"Harvard Nice?" I Don't Think So.

Thought Police

  • The smart folks at Harvard are doing something stupid this year, as reported by the Foundation for Individual Rights in Education:

    Administrators at Harvard College are pressuring the Class of 2015 to do something no other student class has ever been asked to do in 375 years: Sign a civility pledge.

    The pledge is full of feelgood vagueness, Computer Science professor (and ex-Dean) Harry Lewis posted a finely-worded dissent on his blog, worth reading in full. I liked this:

    On the face of it the pledge is so benign that one might reasonably accuse me of making a mountain out of a molehill.
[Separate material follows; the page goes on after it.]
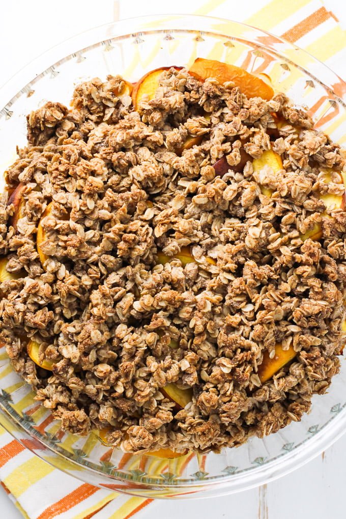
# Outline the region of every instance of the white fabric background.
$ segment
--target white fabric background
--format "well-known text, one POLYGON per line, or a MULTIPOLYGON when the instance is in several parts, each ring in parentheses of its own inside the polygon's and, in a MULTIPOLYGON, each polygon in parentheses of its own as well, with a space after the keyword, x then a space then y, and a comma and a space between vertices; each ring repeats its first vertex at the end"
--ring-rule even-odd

But the right to be annoying is precious, as is the right to think unkind thoughts. Harvard should not condone the sacrifice of rights to speech and thought simply because they can be inconvenient in a residential college. In the words of a U.S. Supreme Court decision in a case involving compulsory flag salutes, "Struggles to coerce uniformity of sentiment in support of some end thought essential to their time and country have been waged by many good as well as by evil men. … As first and moderate methods to attain unity have failed, those bent on its accomplishment must resort to an ever-increasing severity. … Those who begin coercive elimination of dissent soon find themselves exterminating dissenters. Compulsory unification of opinion achieves only the unanimity of the graveyard."

    Good advice.

  • If you want to read only one living Nobel economics laureate about current events, might I suggest Gary Becker? For example, on the "Great Recession":

    This recession might well have been a deep one even with good government policies, but "government failure" added greatly to its length and severity, including its continuation to the present. In the U.S., these government actions include an almost $1 trillion in federal spending that was supposed to stimulate the economy. Leading government economists, backed up by essentially no evidence, argued that this spending would stimulate the economy by enough to reduce unemployment rates to under 8%.

    Such predictions have been so far off the mark as to be embarrassing. Although definitive studies are not yet available about the stimulus package's overall effects on the American economy, most everyone agrees that it was badly designed and executed. What the stimulus did produce is a sizable expansion of the federal deficit and debt.

    Let's keep that in mind while the folks who brought you the previous Grand Government Scheme bring you the next one.